AI gave a lot of capability to smaller for smaller businesses to build bigger systems and applications. Right? They don't need huge teams anymore. You know? Two or three developers can do what before five, ten, or twenty people could do it, and it's faster, more productive. You still need to watch quality. I think quality and I think right now, quality assurance people gain more valuable because it's harder to validate. Another thing I see as a big problem, I think it is issue with junior developers because they don't have that much experience. When you start doing wipe coding, even if you're senior developer engineer, you're losing the track of what's going on, and it's becoming extremely difficult. For senior developers, it's a little bit easier because they understand the, you know, architecture, how code written, what it's supposed to do. And if you do or don't know what it is, you just blindly trust AI, it's not always a good idea.
Where do you think things are going? I still we will have a lot of engineers working with AI and producing a lot and a lot of software. And as I mentioned before, you know, I see some big products may go away because for even small company would be very easy to go and build your own CRM or, you know, inventory management system. Why would you need to depend on some huge company and pay huge fees and licenses fees. Right? If you can have your own, which will do what what you want exactly. When you have your line of business, you know exactly what you want. You know, your workflow, your processes. You know what needs to be done, when it needs to be done. You just build with AI so fast.

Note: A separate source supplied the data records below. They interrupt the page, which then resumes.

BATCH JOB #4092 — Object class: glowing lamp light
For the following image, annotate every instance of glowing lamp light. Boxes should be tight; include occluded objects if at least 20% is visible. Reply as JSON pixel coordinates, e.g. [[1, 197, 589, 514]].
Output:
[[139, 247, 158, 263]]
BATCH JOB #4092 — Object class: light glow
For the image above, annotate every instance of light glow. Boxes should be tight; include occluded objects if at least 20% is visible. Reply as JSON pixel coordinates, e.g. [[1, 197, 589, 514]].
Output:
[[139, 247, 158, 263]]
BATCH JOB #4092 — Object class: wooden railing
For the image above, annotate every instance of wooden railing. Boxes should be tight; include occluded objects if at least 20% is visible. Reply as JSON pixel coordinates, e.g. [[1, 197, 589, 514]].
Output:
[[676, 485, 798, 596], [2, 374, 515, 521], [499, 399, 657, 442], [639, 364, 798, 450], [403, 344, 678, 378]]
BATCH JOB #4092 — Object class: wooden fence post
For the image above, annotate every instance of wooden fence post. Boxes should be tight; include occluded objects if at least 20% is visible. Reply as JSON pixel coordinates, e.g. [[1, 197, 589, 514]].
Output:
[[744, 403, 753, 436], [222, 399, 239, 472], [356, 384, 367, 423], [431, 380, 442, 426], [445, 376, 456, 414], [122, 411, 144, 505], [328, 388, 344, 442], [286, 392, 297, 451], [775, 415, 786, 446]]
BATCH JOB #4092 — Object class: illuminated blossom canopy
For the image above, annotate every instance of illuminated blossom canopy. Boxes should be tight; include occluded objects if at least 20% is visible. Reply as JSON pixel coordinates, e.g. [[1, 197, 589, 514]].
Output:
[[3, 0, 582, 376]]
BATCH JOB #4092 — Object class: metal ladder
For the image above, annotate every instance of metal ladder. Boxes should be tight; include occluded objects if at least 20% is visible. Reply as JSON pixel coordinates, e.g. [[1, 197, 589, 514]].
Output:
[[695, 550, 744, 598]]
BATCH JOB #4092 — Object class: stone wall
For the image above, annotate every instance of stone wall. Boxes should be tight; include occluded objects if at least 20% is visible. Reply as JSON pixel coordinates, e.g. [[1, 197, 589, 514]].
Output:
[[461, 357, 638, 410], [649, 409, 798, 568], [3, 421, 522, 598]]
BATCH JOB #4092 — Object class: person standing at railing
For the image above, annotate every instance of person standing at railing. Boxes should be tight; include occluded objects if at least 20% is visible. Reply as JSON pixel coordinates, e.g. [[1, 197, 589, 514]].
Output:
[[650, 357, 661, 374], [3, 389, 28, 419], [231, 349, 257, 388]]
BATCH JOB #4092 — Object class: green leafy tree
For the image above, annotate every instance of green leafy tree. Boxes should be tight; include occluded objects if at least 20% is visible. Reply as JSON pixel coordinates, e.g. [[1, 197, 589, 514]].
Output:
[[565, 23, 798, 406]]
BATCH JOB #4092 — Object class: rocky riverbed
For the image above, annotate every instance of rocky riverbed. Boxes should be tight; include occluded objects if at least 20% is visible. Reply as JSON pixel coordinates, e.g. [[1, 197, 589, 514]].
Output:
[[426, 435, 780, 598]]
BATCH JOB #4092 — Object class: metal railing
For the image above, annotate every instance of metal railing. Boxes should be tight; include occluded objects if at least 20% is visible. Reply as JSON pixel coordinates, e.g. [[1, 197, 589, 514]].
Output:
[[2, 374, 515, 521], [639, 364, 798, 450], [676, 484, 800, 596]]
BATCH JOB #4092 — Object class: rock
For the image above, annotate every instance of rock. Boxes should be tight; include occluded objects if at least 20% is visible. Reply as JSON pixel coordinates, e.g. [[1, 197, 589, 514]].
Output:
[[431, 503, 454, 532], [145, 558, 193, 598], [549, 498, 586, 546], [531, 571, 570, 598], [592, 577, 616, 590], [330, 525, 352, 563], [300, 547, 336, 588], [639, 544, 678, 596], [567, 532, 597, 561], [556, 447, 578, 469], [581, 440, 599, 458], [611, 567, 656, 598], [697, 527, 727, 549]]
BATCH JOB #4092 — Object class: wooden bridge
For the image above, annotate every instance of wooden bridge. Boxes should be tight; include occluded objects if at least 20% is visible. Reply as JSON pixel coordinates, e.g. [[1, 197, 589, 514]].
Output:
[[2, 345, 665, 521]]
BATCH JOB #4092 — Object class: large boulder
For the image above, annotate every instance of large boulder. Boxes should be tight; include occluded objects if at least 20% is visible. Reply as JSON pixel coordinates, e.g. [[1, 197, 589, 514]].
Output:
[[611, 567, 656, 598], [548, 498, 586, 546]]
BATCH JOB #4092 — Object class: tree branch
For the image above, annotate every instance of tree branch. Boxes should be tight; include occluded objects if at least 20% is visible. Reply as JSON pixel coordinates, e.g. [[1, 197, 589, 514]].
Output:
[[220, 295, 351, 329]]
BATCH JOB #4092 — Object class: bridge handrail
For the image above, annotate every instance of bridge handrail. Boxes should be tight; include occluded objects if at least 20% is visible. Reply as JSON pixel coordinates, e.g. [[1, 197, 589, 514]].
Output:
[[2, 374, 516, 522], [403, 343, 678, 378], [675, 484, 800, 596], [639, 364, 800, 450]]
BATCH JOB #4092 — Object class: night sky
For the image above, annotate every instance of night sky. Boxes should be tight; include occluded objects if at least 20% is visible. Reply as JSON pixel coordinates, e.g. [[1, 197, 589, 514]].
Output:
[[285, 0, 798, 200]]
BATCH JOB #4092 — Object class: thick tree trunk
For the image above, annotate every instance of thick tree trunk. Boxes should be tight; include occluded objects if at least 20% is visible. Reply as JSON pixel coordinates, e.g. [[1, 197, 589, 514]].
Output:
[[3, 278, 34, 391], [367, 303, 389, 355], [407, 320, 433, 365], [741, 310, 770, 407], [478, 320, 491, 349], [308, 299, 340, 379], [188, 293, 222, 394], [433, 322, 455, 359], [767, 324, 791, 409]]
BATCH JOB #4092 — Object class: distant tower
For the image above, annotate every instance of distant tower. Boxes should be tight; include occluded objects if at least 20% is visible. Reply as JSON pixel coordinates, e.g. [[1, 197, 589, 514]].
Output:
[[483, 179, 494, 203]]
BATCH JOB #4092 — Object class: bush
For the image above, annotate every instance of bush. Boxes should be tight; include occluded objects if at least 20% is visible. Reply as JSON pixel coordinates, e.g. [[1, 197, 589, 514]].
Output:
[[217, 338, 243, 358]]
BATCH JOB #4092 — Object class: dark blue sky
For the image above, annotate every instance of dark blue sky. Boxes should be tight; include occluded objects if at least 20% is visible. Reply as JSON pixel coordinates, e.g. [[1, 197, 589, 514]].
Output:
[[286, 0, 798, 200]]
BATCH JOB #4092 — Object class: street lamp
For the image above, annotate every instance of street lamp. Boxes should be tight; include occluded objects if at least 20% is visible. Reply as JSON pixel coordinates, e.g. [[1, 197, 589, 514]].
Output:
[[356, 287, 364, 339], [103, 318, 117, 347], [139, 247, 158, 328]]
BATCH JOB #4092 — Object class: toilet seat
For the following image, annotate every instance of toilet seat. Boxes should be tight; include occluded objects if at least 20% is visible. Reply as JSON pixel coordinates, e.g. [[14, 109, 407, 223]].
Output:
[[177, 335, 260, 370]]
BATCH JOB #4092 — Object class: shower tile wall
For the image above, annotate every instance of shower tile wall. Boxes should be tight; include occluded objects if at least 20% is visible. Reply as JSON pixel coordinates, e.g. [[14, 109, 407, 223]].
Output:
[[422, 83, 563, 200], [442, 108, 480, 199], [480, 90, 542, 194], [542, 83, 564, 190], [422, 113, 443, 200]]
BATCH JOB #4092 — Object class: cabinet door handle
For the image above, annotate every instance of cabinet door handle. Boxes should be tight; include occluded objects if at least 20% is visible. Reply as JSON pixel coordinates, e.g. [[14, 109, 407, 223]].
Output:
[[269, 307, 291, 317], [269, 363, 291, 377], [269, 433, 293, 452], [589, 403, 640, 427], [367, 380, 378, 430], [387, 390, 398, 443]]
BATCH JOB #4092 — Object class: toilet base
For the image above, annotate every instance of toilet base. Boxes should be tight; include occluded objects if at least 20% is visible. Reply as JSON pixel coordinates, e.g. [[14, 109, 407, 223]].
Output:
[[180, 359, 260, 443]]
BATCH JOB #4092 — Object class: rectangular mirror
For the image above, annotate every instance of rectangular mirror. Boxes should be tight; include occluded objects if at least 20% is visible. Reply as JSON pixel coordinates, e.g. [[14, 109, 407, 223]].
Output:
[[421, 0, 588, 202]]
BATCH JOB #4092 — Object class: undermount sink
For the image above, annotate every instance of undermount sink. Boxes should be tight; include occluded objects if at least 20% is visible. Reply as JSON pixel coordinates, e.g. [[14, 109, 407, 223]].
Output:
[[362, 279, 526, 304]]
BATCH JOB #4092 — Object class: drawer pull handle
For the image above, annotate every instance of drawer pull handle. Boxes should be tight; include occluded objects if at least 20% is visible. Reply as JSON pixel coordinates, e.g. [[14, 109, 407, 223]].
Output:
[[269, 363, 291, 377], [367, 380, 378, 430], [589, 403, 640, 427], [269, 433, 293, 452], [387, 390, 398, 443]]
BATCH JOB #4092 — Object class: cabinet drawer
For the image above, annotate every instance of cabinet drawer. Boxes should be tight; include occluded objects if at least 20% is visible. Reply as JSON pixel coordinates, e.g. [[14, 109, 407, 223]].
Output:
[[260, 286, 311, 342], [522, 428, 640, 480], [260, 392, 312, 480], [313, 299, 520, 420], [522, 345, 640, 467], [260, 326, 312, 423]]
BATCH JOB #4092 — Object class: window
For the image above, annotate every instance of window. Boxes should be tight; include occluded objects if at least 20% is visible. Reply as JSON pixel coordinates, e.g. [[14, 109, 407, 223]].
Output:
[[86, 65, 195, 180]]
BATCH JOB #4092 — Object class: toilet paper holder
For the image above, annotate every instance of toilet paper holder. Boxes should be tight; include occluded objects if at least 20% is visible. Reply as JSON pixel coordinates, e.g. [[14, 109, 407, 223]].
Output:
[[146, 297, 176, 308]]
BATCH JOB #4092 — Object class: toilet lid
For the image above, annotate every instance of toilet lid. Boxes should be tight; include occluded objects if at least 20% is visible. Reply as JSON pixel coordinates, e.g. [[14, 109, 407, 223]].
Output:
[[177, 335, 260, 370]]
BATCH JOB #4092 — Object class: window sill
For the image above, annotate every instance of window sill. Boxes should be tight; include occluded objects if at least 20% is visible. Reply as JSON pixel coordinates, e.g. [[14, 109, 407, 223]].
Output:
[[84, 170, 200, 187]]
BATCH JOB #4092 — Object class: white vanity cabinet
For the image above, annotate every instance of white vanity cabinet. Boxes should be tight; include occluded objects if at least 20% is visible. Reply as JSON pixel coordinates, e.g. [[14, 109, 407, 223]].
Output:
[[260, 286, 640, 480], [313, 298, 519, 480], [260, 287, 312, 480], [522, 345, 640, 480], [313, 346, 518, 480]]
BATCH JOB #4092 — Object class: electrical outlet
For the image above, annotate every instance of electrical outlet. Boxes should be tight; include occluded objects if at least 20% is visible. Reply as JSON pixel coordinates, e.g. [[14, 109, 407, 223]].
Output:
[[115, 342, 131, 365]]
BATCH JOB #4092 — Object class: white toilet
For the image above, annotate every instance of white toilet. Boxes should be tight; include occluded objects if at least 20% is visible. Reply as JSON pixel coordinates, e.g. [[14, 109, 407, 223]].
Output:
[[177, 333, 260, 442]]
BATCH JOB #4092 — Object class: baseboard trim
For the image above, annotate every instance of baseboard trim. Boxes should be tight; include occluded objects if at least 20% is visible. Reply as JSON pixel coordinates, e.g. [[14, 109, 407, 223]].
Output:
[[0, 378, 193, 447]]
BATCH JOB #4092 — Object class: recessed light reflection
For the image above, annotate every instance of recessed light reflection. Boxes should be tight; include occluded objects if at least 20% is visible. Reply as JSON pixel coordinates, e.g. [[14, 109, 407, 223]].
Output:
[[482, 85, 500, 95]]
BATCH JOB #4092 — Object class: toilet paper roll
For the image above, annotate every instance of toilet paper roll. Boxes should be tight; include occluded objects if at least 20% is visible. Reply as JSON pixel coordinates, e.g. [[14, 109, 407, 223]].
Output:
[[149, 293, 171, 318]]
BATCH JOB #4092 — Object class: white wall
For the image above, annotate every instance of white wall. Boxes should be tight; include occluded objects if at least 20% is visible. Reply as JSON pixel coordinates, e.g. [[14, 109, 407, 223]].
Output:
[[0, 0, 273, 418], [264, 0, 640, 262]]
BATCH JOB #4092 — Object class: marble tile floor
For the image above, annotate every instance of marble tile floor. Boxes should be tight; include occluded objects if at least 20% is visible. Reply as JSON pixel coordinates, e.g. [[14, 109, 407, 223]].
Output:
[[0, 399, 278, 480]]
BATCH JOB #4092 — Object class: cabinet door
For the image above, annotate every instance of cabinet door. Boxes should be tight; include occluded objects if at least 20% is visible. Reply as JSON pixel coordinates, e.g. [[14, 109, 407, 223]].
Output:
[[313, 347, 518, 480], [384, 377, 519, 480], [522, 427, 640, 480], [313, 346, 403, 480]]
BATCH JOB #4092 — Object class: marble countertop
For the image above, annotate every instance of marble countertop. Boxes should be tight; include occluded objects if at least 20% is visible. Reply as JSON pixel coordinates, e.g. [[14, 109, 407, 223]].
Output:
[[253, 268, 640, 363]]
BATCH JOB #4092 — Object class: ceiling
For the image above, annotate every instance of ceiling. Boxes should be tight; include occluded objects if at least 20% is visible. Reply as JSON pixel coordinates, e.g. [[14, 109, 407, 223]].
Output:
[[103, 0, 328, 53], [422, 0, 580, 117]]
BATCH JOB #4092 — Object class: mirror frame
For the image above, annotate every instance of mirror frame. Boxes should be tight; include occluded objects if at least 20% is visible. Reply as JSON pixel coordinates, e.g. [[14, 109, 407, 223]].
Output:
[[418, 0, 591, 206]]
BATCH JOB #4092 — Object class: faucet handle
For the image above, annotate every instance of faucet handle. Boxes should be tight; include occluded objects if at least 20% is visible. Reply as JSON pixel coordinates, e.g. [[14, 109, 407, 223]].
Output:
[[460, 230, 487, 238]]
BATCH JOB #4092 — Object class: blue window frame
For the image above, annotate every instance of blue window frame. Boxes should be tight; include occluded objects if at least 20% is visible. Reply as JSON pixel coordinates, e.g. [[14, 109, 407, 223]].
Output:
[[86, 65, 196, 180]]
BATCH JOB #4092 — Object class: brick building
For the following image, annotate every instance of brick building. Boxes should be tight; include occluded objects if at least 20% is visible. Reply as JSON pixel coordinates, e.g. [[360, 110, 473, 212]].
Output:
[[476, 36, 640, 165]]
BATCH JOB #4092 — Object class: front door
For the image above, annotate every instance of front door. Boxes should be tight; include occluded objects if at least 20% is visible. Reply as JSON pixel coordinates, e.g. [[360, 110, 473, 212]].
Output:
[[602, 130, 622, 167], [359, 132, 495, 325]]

Before I started the company for about fifteen years, I was doing software development engineering. And trend with offshoring, outsourcing was, you know, picking up, you know, like, it was good, money saving opportunity for companies. And it's not just money. It's it's a time saving too because pretty much company with outsourcing, offshoring can produce and generate code twenty four hours a day, pretty much. Right? So you're using all time zones That came at the cost, and, usually, cost was communication. And that was one of the biggest problem. One of my goal when I started doing that is, well, I'm from Ukraine. That we have great engineers there. I have good experience. On the requirements, you have to speak pretty good English. So we don't need to have a translator man in the middle. You know, our client counts directly, and they do communicate with developers. So it eliminates that gap.